もしも日焼け止めクリームを買うとしたら、「若々しい肌を保つ」と「皮膚がんの予防」のどちらを頭に浮かべて商品を選ぶでしょうか。この2つの購入目標は、前者は望ましい結果を得ることに、後者は望ましくない結果を避けることに焦点が置かれているという点で異なります。どちらに焦点が当てられているかによって消費者行動が異なることが予想されますが、この現象を説明する理論が、心理学者のヒギンズによって提唱された「制御焦点理論」です【註1、註2】。この理論は、消費者行動が目標によって導かれるという考え方に基づいており、さまざまな消費者行動をとてもよく説明できることで知られています。
制御焦点理論とは
制御焦点理論によると、人が追求する目標には理想と義務があり、どちらが設定されるかによって自分の行動を制御するシステム、すなわち自己制御システムが異なってきます。このシステムには促進焦点と予防焦点の2タイプがあります。理想は希望や願望であり、理想の実現が目標になる場合には促進焦点が働きます。将来のことを考え、達成や成功などのポジティブな結果が得られることを期待するので、それが達成できれば幸福感や満足感が、達成できなければ失望や落胆が生じます。

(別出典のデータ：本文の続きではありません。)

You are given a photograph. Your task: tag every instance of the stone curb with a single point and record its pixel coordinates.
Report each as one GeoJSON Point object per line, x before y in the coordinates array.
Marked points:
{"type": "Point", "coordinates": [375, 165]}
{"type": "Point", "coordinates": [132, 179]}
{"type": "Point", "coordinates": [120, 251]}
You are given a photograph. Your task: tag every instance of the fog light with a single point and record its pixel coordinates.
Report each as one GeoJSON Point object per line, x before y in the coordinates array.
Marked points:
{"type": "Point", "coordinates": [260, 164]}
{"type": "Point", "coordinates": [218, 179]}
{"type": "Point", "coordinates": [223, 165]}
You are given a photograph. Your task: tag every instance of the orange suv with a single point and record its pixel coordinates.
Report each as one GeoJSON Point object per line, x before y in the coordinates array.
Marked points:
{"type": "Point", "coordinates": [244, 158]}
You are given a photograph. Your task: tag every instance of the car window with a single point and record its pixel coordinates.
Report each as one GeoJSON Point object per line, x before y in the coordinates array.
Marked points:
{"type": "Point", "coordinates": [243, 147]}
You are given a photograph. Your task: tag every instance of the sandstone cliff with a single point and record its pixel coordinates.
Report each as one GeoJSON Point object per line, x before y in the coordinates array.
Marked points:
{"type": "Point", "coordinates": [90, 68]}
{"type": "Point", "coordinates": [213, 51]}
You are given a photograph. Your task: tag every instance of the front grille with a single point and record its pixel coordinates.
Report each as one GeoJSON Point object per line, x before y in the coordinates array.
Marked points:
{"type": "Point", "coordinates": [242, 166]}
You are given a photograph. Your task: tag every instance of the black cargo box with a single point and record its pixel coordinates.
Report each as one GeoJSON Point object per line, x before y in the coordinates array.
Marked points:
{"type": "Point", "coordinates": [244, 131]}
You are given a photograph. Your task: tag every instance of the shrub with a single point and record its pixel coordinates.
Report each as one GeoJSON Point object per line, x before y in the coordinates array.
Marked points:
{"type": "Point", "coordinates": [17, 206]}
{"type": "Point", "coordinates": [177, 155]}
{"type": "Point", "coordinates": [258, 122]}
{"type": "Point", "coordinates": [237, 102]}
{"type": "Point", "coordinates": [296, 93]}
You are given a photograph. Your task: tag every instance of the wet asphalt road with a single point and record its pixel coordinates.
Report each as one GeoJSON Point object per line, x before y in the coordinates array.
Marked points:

他方で、義務は為すべきことや責任であり、義務の達成が目標になる場合には予防焦点が働きます。保護や安全を確保し、ネガティブな結果を回避することを期待するので、それが避けられればリラックスした平穏な気持ちになりますが、避けられなければ緊張や不安が生じます。
つまり、促進焦点と予防焦点のどちらのシステムがより強く働くかによって、注意が向けられる情報、対象の評価、および選択が異なってくることになります。誰でも両方のシステムを持っていますが、性格や状況によって強く働くシステムが異なってきます。
行動のフィット感について
通常、自己制御システムに合った行動をとるとしっくりくる気がします。この感覚は「制御フィット感」と呼ばれ、このフィット感があるときの行動は真剣に取り組むことができ、自己制御が強化されます【註3】。したがって、促進焦点システムが働いている場合にはポジティブな結果とつながる行動を、予防焦点システムが働いている場合には損失やミスを避ける行動をとったときに、制御フィット感が得られ、自己満足も上昇することになります。